B. Procedural Background

In 2003, Gregory, Dorsey, Hamilton, and Han were charged in an indictment with possession of methamphetamine and possession of pseudoephedrine with the intent to manufacture methamphetamine. 1

After a jury trial in January 2004, Gregory was convicted on both counts. Subsequently, Gregory pleaded true to enhancement allegations in the indictment regarding his two prior felony convictions *351 for possession of a controlled substance. As a result, the trial court sentenced him to life imprisonment on each count; the sentences were ordered to run concurrently. The conviction was affirmed on direct appeal in March 2005. Gregory v. State, 159 S.W.3d 254, 259-62 (Tex.App.—Beaumont, 2005). In August 2005, the Texas Court of Criminal Appeals (TCCA) refused Gregory’s subsequent petition for discretionary review.

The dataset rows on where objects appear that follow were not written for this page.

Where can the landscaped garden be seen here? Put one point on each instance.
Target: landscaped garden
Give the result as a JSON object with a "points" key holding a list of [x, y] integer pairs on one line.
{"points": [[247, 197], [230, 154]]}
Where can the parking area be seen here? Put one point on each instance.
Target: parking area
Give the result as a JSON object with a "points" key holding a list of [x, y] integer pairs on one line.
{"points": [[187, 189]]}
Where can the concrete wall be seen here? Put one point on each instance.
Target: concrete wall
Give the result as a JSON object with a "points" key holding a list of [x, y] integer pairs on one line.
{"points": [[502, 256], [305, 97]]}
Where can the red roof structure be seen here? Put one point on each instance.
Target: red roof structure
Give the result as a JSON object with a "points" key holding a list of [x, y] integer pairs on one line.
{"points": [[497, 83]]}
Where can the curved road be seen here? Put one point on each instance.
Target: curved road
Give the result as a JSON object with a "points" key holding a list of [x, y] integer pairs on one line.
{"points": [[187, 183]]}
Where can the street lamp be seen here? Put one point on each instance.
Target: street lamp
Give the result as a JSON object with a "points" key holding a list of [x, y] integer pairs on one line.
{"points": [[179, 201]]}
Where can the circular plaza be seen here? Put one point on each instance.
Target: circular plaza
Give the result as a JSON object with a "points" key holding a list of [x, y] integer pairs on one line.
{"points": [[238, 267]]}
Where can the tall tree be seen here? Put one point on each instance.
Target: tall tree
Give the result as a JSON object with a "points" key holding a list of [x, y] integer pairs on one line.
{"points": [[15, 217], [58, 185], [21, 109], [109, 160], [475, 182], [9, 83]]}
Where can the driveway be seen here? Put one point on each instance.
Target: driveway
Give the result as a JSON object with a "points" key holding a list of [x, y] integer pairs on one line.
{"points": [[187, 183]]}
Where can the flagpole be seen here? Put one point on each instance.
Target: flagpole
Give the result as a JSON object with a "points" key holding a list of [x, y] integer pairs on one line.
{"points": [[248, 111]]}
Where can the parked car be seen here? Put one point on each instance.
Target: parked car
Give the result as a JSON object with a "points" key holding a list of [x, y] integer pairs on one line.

Gregory filed a state habeas application challenging his conviction, arguing, inter alia, that trial counsel was ineffective for failing to call Dorsey and Hamilton as witnesses because both would have testified that Gregory did not know about the drugs in the residence. In support of the application, Gregory submitted affidavits from Dorsey and Hamilton regarding the content of their favorable testimony and their willingness to testify if they had been called as witnesses. Upon the court’s order, Gregory’s trial counsel submitted a response affidavit stating that he did not call Dorsey or Hamilton because (1) they were accomplices whose testimony is considered inherently unreliable under Texas law, (2) neither Dorsey nor Hamilton came forward with statements favorable to Gregory either before the trial or within a month of the trial or sentencing; and (3) a review of the prosecution’s files on the cases against Dorsey and Hamilton did not reveal any statements supporting the claims made in the affidavits. Without a hearing, the state trial court issued findings of fact and conclusions of law denying Gregory’s application. The TCCA denied Gregory’s application, without written order, based on the findings of the trial court.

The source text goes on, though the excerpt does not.